Ngoako Ramatlhodi File picture: Masi Losi
Johannesburg - Former mineral resources minister Ngoako Ramatlhodi says he’s not afraid to repeat his explosive claims in a judicial commission of inquiry that Eskom chief Brian Molefe and chairperson Dr Ben Ngubane interfered in his work.

On Tuesday, Ramatlhodi told Independent Media he was prepared to tell a judicial inquiry that Molefe and Ngubane tried to force him to suspend mining company Glencore’s licences at the time the country was going through load shedding.

Ramatlhodi also claimed President Jacob Zuma’s son Duduzane was the messenger used by the Gupta family to try to arrange a meeting with him.

The revelation has prompted ANC alliance partners, the SACP and Cosatu, to repeat calls for Zuma to step down.

Ramatlhodi said he held a meeting with Molefe in 2015 where they discussed Glencore’s R2 billion penalty for supplying Eskom with substandard coal.

Read Ramatlodhi's explosive claims here

“Brian (Molefe) was not keen to meet Glencore and therefore I was mediating (in) that matter. He was receptive to my ideas,” said Ramatlhodi. “However, after my meeting with Brian, the chairman (Ngubane) insisted they wanted another meeting with me. That’s when I realised that this was going to be a serious meeting, so I brought in my DG (director-general) and DDGs (deputy directors-general). There are witnesses to the meeting.”

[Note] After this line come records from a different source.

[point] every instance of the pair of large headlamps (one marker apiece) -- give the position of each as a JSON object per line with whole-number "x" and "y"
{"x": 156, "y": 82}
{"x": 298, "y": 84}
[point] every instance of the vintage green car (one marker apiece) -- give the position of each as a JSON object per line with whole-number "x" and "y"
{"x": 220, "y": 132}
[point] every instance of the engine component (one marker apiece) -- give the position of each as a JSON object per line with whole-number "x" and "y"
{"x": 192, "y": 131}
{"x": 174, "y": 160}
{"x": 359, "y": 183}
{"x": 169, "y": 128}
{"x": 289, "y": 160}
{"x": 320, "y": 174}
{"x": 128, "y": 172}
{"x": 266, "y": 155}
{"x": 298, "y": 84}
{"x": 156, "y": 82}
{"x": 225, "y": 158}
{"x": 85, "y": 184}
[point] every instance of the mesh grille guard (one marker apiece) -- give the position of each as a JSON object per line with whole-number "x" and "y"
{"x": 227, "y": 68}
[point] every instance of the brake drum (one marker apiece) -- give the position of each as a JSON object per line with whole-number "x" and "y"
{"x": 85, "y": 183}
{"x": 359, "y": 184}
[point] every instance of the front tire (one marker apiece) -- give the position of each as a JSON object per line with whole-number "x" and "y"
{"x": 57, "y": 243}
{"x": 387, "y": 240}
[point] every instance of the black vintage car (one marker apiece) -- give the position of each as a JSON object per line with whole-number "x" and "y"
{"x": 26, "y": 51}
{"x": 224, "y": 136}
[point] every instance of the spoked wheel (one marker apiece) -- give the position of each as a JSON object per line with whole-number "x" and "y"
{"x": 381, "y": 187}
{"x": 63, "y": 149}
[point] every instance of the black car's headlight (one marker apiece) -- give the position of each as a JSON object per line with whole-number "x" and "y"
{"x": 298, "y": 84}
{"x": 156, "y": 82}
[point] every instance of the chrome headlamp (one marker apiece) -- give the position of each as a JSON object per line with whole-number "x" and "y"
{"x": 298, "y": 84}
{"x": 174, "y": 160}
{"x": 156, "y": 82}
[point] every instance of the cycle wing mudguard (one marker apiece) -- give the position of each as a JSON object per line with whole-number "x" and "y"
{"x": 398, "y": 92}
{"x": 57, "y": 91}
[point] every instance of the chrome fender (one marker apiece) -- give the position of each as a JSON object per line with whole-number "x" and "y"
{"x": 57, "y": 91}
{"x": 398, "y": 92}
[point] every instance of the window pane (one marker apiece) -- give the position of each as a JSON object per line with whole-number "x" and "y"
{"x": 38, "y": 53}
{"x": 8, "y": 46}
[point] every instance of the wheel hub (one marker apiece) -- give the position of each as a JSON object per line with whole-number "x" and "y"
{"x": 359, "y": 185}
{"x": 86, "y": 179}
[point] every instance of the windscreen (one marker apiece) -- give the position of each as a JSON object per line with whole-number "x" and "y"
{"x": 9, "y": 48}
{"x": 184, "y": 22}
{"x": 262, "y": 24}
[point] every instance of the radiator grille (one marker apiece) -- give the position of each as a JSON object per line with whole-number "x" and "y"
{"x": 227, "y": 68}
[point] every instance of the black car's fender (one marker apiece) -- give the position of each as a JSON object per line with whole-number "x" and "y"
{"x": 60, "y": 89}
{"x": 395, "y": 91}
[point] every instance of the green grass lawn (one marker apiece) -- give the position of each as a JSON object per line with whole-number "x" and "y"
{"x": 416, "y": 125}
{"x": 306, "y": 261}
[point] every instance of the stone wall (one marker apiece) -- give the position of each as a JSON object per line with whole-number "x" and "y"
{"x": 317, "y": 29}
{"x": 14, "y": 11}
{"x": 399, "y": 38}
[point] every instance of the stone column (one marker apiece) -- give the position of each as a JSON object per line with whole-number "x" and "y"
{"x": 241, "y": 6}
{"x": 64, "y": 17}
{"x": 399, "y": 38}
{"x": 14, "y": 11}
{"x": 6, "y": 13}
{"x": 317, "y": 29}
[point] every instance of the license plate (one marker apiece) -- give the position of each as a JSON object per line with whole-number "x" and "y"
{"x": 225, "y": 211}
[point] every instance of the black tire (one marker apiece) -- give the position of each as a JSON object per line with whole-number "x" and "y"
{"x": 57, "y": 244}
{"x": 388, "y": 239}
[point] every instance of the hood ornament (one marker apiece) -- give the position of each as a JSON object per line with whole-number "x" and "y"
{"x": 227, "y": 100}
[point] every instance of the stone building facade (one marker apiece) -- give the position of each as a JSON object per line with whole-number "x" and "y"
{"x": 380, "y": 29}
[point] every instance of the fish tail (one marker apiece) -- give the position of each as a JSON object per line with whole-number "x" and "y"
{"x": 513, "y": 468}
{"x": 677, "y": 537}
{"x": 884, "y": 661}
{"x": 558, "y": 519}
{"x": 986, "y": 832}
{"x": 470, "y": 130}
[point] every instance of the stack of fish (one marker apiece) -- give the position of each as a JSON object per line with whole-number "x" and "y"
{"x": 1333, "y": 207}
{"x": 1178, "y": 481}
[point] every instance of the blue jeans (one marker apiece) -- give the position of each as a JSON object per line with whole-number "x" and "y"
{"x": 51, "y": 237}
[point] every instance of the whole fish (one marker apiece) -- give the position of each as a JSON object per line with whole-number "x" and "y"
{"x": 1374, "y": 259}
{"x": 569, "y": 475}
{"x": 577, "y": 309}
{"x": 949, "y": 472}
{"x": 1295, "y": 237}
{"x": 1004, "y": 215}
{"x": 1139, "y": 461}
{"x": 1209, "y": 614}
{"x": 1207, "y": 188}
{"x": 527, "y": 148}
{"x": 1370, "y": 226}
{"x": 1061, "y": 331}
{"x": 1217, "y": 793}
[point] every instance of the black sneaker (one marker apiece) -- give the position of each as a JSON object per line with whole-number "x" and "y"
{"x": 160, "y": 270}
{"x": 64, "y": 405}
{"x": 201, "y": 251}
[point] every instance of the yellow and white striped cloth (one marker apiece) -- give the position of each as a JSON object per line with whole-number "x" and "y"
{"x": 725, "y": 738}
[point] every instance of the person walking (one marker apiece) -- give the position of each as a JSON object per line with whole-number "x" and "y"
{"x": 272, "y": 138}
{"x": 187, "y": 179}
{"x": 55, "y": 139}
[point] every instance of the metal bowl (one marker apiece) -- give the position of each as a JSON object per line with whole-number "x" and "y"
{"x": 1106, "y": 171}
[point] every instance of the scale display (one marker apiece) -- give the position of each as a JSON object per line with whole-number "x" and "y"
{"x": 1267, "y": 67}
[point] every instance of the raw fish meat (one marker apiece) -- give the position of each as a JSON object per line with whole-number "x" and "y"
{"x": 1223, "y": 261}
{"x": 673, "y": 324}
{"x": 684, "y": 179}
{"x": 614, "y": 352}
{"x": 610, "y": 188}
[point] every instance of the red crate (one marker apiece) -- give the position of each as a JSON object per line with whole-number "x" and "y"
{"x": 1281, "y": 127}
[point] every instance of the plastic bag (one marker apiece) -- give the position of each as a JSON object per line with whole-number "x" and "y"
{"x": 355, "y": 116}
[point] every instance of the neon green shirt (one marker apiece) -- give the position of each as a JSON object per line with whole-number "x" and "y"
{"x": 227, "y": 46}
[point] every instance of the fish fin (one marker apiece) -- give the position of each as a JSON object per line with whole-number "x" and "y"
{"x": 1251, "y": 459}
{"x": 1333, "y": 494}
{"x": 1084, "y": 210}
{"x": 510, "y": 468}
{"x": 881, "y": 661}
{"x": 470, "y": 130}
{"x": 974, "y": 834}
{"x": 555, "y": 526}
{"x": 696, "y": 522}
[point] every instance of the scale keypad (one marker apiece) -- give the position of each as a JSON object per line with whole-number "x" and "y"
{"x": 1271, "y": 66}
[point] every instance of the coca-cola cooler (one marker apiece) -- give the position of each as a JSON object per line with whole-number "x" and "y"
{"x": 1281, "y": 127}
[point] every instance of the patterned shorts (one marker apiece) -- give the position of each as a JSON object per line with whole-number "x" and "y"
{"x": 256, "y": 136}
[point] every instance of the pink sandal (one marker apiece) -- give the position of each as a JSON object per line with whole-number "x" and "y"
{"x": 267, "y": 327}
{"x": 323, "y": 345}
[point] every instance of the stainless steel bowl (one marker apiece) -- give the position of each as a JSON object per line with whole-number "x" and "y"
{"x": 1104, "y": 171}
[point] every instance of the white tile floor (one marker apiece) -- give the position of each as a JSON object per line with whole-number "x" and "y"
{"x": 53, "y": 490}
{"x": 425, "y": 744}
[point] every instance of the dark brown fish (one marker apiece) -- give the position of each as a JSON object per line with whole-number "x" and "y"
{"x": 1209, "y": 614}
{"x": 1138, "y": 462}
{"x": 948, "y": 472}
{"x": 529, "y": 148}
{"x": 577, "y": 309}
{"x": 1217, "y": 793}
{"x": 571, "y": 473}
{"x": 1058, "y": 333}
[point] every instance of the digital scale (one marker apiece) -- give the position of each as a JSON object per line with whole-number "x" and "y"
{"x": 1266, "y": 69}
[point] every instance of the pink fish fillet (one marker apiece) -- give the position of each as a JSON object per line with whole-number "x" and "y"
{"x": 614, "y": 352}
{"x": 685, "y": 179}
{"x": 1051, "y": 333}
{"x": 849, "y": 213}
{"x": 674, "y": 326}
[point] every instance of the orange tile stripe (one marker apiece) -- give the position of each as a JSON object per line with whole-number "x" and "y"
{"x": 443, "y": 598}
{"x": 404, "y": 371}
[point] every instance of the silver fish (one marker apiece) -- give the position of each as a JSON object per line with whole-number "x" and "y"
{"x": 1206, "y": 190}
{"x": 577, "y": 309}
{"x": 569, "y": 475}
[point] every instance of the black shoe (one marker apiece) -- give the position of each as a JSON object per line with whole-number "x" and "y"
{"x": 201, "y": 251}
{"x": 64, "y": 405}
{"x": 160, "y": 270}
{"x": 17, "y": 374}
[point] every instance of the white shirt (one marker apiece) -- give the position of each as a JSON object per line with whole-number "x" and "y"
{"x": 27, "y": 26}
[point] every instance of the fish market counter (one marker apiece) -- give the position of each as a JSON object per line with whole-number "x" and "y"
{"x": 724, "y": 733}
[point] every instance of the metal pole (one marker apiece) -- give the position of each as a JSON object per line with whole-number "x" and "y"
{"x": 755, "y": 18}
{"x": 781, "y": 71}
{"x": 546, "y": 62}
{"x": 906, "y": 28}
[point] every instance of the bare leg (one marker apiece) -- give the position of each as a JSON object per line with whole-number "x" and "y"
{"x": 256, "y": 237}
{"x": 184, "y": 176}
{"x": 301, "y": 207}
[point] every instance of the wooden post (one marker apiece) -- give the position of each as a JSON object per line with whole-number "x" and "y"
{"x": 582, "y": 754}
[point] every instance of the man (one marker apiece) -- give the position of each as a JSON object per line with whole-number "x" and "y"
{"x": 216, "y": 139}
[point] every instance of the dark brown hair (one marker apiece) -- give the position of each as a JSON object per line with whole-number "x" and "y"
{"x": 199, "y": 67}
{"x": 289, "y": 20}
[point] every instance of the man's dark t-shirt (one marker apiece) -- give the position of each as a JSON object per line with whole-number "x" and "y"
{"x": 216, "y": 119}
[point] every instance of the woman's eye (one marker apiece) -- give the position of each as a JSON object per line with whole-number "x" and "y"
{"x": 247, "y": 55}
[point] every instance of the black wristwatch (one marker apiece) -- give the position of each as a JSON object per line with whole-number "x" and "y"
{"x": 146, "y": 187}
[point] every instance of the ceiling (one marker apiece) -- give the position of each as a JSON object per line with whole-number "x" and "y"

Department of Mineral Resources director-general Dr Thibedi Ramontja resigned in December 2015, citing “personal reasons”.

At the second meeting, Molefe and Ngubane reportedly insisted Ramatlhodi suspend all Glencore licences pending the payment of the R2bn fine. A suspension of all its licences would have reportedly brought Glencore’s 14 coal operations to a standstill and risked the jobs of its 35 000 employees.

Ramatlhodi reportedly said Ngubane insisted that he suspend Glencore’s licences, but he refused. “I said I’m not going to shut the mine.”

The Eskom board chairperson then reportedly said he would have to report on their meeting to Zuma straightaway as the president needed to be in the know before leaving on a foreign trip.

Zuma went to China on September 2, 2015, and on his return, Ramatlhodi was moved to the Public Service and Administration portfolio. He was replaced by ANC MP Mosebenzi Zwane, who is allegedly linked to the Guptas.

Ramatlhodi said that if asked to repeat his claims in a judicial commission of inquiry, he would.

“I will tell the truth in front of anybody,” he said.

Asked if he was being forced to suspend Glencore to make way for Optimum, which at the time the Guptas were said to be planning to buy, he said: “I prefer to put my views to myself on that matter.”

Former public protector Thuli Madonsela had recommended a judicial commission be set up to investigate allegations that Molefe favoured the Guptas in the awarding of coal tenders at Eskom.

Zuma’s spokesperson Bongani Ngqulunga, Molefe and Ramontja couldn’t immediately be reached for comment.

ANC secretary-general Gwede Mantashe said: “Ngoako has spoken, he is a member of the ANC. What do you want me to say?”